A brain injury may result in an individual suffering deficiencies in cognitive and motor functioning. While over time injuries related to broken bones and lacerations heal, damage suffered to the brain is permanent in nature. Given this fact, brain injuries among children can be especially serious and may result in a child suffering the ill-effects of a brain injury his or her entire life.
A groundbreaking study was recently released in which researchers evaluated more than 43,000 child brain injury patients from 25 different emergency rooms across the U.S. Data collected in the study provides insight into the leading causes of brain injuries in children of varying ages.
For example researchers discovered that falls are overwhelmingly the most common cause of brain injuries in children ages birth to two. For children between the ages of two and 12, at 38 percent, the percentage of brain injuries attributable to falls remains high. In cases where a brain injury resulted from a bicycle accident, less than 20 percent of children were wearing a bike helmet.
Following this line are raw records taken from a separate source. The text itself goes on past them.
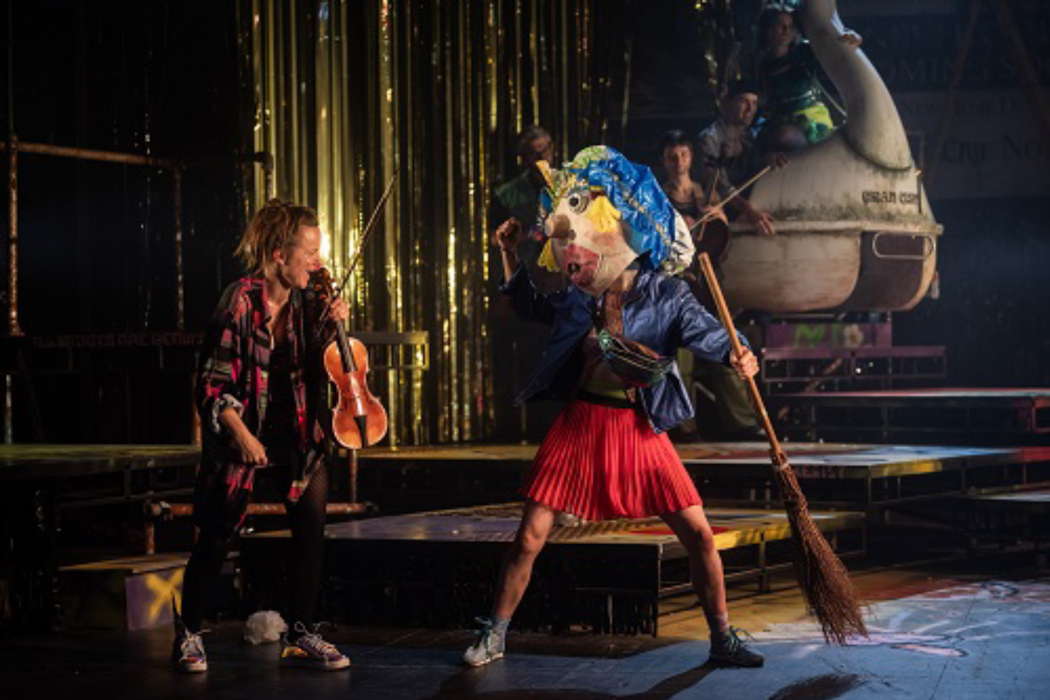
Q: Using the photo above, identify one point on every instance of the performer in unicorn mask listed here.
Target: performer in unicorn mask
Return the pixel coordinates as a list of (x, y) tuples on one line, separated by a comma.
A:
[(615, 329)]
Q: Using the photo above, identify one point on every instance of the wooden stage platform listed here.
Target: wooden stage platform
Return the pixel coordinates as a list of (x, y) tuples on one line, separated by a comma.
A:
[(977, 416), (865, 478), (42, 483), (438, 568)]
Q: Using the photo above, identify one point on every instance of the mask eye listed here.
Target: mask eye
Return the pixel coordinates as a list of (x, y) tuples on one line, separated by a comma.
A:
[(578, 202)]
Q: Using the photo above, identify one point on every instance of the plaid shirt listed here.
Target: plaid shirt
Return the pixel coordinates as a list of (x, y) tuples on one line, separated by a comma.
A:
[(233, 373)]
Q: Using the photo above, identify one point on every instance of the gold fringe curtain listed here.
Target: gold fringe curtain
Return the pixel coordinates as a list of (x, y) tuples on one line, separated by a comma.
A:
[(347, 92)]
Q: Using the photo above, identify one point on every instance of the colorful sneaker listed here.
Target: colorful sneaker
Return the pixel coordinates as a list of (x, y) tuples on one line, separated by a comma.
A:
[(310, 651), (187, 652), (730, 650), (490, 645)]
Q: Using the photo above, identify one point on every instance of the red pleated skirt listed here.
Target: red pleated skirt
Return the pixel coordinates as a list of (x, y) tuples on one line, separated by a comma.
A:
[(601, 463)]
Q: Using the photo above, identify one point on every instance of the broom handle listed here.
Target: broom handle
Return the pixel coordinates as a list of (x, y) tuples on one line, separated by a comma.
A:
[(779, 459)]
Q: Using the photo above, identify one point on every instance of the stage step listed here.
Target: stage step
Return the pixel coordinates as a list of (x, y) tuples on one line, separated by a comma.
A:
[(129, 593), (438, 568)]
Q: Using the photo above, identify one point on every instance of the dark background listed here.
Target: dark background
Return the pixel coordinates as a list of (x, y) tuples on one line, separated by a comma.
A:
[(168, 78)]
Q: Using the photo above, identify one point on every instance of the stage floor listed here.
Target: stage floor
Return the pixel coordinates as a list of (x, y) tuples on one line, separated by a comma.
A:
[(499, 522), (937, 634), (810, 460)]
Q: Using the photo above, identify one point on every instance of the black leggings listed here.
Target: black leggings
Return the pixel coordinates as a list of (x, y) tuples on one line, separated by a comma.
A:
[(307, 521)]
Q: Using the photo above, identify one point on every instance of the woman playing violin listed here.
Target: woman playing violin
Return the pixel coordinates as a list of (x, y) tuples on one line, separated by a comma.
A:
[(259, 393)]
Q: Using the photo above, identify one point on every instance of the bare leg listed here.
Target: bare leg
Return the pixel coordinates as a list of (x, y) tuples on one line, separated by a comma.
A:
[(518, 566), (705, 565)]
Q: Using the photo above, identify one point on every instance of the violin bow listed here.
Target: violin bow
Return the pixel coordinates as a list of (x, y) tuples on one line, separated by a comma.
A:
[(731, 195), (369, 228)]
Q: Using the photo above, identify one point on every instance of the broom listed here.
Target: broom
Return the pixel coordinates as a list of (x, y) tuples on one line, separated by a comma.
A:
[(822, 577)]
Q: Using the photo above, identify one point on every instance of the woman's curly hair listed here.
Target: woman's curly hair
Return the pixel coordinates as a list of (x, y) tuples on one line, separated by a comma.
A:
[(273, 228)]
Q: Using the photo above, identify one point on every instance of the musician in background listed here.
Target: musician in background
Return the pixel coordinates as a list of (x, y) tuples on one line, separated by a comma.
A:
[(728, 155), (259, 393)]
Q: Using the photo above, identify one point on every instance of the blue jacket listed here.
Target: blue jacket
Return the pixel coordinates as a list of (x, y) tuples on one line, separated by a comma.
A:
[(659, 312)]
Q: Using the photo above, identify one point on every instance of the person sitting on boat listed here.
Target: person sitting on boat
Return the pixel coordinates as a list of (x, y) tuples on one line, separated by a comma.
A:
[(788, 73), (729, 155)]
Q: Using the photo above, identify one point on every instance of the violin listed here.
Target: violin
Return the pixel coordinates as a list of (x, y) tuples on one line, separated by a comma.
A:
[(359, 419)]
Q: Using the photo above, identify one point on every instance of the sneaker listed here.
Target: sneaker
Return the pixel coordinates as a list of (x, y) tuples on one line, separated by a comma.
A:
[(491, 642), (730, 650), (310, 651), (187, 652)]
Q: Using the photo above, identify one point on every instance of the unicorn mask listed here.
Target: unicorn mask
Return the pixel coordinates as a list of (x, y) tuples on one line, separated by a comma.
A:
[(601, 213)]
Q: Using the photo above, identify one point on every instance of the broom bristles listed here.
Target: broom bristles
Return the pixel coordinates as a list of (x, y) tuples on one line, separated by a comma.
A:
[(822, 576)]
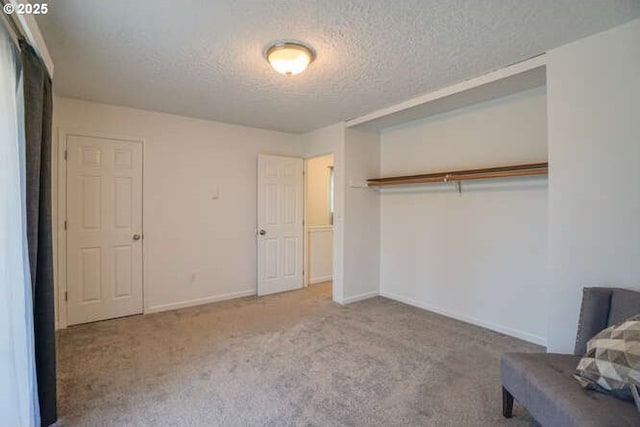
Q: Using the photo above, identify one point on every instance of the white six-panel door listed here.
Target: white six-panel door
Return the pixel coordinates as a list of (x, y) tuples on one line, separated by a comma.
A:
[(280, 228), (104, 228)]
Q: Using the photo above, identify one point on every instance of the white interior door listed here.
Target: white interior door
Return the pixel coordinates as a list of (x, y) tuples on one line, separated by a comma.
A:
[(104, 228), (280, 228)]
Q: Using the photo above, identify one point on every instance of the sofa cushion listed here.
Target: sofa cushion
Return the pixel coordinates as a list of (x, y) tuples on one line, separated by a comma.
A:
[(544, 384), (612, 356)]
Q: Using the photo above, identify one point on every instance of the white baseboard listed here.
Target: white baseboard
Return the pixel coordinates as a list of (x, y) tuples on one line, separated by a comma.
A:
[(360, 297), (536, 339), (320, 279), (198, 301)]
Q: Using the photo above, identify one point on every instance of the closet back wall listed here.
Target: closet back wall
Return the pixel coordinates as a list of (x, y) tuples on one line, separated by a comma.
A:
[(480, 256)]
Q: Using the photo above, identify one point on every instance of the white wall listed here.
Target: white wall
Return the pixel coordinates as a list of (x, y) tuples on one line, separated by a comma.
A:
[(320, 253), (186, 231), (330, 140), (318, 174), (480, 256), (318, 218), (594, 150), (361, 216)]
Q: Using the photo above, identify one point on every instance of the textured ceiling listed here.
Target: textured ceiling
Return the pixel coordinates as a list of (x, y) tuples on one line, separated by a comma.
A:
[(204, 58)]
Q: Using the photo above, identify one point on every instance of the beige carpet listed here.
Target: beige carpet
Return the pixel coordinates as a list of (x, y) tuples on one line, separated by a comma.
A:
[(290, 359)]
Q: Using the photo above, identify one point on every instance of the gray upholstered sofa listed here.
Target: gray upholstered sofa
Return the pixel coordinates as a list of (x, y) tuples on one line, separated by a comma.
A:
[(543, 382)]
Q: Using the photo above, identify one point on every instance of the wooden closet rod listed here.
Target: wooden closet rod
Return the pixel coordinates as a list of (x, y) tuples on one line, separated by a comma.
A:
[(464, 175)]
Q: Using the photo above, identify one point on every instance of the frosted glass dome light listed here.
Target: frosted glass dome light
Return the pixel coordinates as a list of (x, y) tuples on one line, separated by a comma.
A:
[(289, 58)]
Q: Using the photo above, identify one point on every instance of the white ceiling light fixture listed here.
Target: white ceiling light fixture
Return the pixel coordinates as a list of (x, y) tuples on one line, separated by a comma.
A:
[(289, 58)]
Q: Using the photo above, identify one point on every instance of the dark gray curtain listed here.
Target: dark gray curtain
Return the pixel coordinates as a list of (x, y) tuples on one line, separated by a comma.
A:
[(38, 111)]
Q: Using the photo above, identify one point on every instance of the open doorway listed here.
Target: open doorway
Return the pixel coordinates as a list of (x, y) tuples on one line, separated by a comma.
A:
[(319, 211)]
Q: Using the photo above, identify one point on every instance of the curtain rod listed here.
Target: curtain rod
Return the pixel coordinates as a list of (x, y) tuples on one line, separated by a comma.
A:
[(12, 28)]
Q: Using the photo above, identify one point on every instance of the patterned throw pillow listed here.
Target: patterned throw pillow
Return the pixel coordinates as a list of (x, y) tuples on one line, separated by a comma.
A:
[(612, 358)]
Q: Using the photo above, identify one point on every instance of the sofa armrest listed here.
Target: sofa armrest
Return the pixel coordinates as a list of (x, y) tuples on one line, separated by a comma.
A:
[(594, 314)]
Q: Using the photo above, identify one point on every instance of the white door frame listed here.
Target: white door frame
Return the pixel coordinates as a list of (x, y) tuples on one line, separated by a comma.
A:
[(305, 219), (59, 210)]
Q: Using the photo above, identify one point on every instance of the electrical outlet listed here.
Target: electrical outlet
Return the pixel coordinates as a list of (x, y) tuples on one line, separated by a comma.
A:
[(194, 275)]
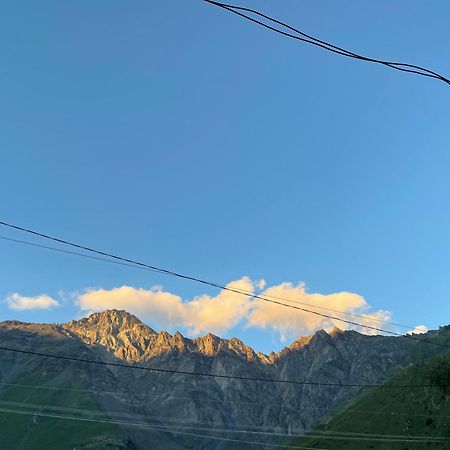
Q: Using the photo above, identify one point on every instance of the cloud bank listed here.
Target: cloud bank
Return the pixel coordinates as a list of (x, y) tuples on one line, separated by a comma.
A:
[(224, 311), (18, 302)]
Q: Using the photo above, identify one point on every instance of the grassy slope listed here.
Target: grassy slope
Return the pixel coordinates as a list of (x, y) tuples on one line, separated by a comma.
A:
[(29, 432), (420, 411)]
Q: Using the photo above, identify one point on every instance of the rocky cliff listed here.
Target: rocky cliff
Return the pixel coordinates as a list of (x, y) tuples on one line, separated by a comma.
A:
[(200, 405)]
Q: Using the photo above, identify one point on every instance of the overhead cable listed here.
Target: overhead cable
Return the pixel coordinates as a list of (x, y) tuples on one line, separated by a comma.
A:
[(217, 285), (301, 36)]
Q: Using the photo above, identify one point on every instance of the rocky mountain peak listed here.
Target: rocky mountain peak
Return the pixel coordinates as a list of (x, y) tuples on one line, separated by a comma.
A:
[(117, 331)]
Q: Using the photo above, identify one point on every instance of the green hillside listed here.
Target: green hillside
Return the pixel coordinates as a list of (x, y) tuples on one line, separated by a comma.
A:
[(35, 413), (422, 413)]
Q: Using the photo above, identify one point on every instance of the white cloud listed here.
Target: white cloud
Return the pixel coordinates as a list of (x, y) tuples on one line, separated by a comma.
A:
[(222, 312), (18, 302), (419, 329), (291, 323), (201, 314)]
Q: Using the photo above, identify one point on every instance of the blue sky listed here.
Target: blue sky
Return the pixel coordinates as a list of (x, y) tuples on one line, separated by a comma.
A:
[(177, 134)]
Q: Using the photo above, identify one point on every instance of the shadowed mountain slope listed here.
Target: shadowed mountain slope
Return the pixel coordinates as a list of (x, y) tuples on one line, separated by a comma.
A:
[(188, 404)]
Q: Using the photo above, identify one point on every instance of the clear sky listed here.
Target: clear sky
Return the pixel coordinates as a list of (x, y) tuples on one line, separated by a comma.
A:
[(176, 133)]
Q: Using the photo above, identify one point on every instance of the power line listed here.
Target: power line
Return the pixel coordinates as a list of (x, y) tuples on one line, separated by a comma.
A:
[(211, 375), (209, 400), (344, 435), (84, 255), (162, 428), (215, 285), (411, 68)]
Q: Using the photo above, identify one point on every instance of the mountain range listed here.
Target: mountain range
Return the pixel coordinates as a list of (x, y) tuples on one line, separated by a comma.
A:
[(70, 404)]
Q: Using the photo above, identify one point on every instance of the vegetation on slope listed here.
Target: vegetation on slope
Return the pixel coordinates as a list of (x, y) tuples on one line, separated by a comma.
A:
[(412, 412), (38, 391)]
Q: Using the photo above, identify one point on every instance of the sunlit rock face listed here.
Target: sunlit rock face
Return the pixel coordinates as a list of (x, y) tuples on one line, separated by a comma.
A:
[(204, 402)]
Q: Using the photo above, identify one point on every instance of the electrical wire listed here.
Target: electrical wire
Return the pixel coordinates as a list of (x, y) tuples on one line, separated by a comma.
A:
[(216, 285), (250, 294), (411, 68), (211, 375), (163, 428), (176, 430)]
For teens ages 13 to 17, 19 percent of brain injuries were sports-related. Additionally, 18 percent of patients were diagnosed with a brain injury after being involved in a motor vehicle accident. Of these teens, less than 50 percent reported wearing a seat belt at the time the accident occurred.
Accidents happen and there will likely always be children who are injured while playing sports, riding a bike or riding in a car. While these types of accidents may be difficult to prevent altogether, safety equipment like helmets and seat belts can greatly reduce the likelihood that a child will suffer a devastating and life-altering brain injury.